But a more serious question arises: in the image, thought itself becomes a thing. Will this not cause thought to undergo profound modifications? Can we admit that a purely reflective thought and a spatialized thought have exactly the same meaning; is not thought as an image, an internal form of thought? We must distinguish between two cases, and this way that thought has of being a prisoner of a spatial representation carries different consequences for the ultimate course of consciousness, depending on whether the latter (consciousness) supports reluctantly this imprisonment and seeks to free itself from it, or whether it permits itself to be absorbed by the image like water by sand. In the first case the subject is conscious of the insufficiency of this way of thinking at the very moment he forms the image and seeks to free himself from it. Here is an interesting observation of R. A., a professor of philosophy:
“I had the impression of clearly understanding the main thought of Brunschvicg in reading the pages of L’Orientation du Rationalisme, which resumes the thought of Schopenhauer: ‘There is no object excepting for the spectator.’ When going beyond the order of knowledge. Mr. Brunschvicg, in the very order of being, brings forth the two correlative realities (subject and object) of a spiritual activity, of an original course, I thought I had grasped the final point of his thought and I recalled an image that illustrated, in some way, my intellectual effort. In the center, a kind of schematic, geometric representation of a movement and then, beyond, from the two sides of this moving line, two symmetrical points or rather two small circles very similar to the circle of a target. This image was not, of course, in the forefront of consciousness. Nevertheless I noticed it but felt it to be insufficient because still tainted with some materiality, but it seemed to me that my impression of understanding sprang mainly from the movement of thought to grasp the image and to go beyond it. I felt that if I could think of the spiritual equivalent of that image without the help of any sensible representation, then I would have truly understood M. Brunschvicg because I would have had to see ‘with the eyes of the heart’ the nature and the spirit (in the second sense), emerge out of this spiritual and creative primitive urge.” 7
The description of R. A. does not permit us to doubt that we are in the presence of a symbolic scheme…. But the consciousness of R. A. contains an additional determination which we have not found up to now in any of the descriptions of Flach: the scheme is itself but provisional, insufficient as a step to be surpassed. But did we not say that the symbolic scheme was the essence it represented? How then is it possible that it should present itself at the same time as being and as not being this essence (the genesis in a spiritual movement of subject-object combination)? It seems, however, that this structure of consciousness is very common among philosophers, that is, among men who are very much in the habit of “thinking about thinking” as Goethe said, that is, who have delved deeply into the immaterial nature of thinking, who know by long experience that it escapes every attempt to picture it, to define it, to capture it, and who consequently resort to comparisons and metaphors reluctantly and cautiously when they speak of it. The symbolic scheme therefore appears, for them, as but superficial and very deceptive. No doubt it is completely there, but in a form which can deceive. As a result, the scheme presents itself as something external to thought which itself appears as something which cannot be exhausted by anything “external” which it may adopt, and finally, as radically incongruous with its appearances.

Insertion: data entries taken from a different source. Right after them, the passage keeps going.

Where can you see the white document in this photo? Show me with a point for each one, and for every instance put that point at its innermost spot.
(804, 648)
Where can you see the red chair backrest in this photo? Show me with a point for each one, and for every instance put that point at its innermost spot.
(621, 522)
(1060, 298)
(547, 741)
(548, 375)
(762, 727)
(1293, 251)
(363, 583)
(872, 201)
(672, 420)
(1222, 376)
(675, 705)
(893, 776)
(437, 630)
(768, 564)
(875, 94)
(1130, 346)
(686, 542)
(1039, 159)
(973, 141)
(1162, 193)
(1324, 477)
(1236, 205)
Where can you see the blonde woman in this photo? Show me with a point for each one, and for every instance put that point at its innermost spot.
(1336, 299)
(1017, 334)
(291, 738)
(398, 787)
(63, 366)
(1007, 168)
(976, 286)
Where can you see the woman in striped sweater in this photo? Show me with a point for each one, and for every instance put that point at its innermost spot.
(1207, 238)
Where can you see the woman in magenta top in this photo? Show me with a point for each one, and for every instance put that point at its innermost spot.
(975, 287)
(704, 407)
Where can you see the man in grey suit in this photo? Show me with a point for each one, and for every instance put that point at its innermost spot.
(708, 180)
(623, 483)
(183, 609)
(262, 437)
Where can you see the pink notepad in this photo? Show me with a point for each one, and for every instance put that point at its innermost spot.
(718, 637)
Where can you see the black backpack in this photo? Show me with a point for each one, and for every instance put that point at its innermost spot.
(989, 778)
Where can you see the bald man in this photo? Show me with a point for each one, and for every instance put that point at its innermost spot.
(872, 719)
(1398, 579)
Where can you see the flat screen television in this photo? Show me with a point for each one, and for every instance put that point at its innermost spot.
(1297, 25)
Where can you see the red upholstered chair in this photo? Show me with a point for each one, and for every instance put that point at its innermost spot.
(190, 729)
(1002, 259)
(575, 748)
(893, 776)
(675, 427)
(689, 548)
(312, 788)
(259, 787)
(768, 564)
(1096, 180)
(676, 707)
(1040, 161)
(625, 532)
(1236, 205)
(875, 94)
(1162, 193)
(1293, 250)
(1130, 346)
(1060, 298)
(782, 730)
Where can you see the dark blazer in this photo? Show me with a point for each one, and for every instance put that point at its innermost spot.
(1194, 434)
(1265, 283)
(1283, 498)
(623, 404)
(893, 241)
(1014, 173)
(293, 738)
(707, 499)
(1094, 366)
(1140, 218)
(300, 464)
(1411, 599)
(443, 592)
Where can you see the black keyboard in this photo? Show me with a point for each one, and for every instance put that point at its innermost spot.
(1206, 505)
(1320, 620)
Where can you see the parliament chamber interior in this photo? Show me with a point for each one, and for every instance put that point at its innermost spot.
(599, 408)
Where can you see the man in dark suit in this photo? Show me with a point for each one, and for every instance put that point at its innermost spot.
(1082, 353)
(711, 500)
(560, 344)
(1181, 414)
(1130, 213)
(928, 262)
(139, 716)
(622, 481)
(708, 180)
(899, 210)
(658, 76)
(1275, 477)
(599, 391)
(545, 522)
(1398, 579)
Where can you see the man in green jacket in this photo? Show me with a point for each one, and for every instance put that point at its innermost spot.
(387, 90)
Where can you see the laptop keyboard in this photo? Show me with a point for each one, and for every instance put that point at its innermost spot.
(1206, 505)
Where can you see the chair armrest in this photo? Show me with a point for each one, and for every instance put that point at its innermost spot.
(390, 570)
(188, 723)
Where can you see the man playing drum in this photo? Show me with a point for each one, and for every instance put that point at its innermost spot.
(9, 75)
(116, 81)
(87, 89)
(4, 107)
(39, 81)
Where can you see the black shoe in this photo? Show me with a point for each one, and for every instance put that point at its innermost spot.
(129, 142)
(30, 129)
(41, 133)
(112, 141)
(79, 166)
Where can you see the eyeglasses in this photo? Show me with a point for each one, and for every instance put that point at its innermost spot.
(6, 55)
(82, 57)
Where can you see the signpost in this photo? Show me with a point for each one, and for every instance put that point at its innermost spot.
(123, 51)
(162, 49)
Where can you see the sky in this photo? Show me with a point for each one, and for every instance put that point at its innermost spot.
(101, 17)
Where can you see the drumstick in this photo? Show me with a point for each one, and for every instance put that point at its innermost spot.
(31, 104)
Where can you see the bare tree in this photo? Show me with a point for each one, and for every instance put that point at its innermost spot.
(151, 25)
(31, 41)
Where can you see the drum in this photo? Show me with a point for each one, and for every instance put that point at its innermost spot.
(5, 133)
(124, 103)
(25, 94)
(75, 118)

As a result, the investigator can have two attitudes in relation to his own thinking. He can either be contented with seizing the scheme as a possible direction, as the open door to a series of further investigations, the indication of nature through which to grasp some material aspects. In this case, the scheme possesses a characteristic dynamism which derives from the fact that it permits its own over-extension. But, at the same time, understanding is not given in act; it is only outlined as possible, as being at the point of the deliverance (enfranchisement) of all images. Very often the comprehension is only that: the scheme plus the idea that one could—that one should—go further.
Or else the subject actually carries out the operations which are to liberate his thought from their materialistic obstacle. It disengages itself from the scheme, while entirely retaining the thought. But if it remains in the non-reflective attitude, that is, if it is only conscious of the object (particular or universal essence, relationships between essences, etc.), on which it forms thoughts, it can turn away from a symbolic scheme only to construct another, and so on to infinity. It will stop sooner or later in these operations. But this cessation remains without importance if the subject stays aware of the unsatisfactory nature of all imagery, whose importance we have just seen, if he can say to himself at the moment when he stops himself what Gide wants to write at the end of The Counterfeiters: “Could be continued.” In that case, the essence searched for appears as not being in any of the forms it has assumed, nor in the infinity of those it might have assumed. It is different, radically different. And, from the very fact that the subject does not cease to affirm this heterogeneity, all these imagined coatings, all these schemes are without danger for thought. But thought, although we could express ourselves upon it without keeping account of the images in which it reveals itself, is never directly accessible to us, if we have once taken the imaginative attitude in forming it. We will always go from image to image. Comprehension is a movement which is never ending, it is the reaction of mind to an image by another image, to this one another image, and so on, in a straight line, to infinity. To substitute for this infinite regression the simple intuition of a thought calls for a radical change in attitude, a veritable revolution, that is, passing from the non-reflective plane to that of the reflective. On this plane thought presents itself as thought at the very time that it appears: and so it is completely transparent to itself. But we can never discover any connecting path which permits us to elevate ourselves progressively from non-reflective to reflective thought, that is, from the idea as an image to the idea as idea. The simple act of intellection on the reflective plane has for its correlative the infinitive idea of approximations through symbols on the non-reflective plane. The result of this equivalence is that the two processes, on the two planes, are equivalents for the progress of knowledge.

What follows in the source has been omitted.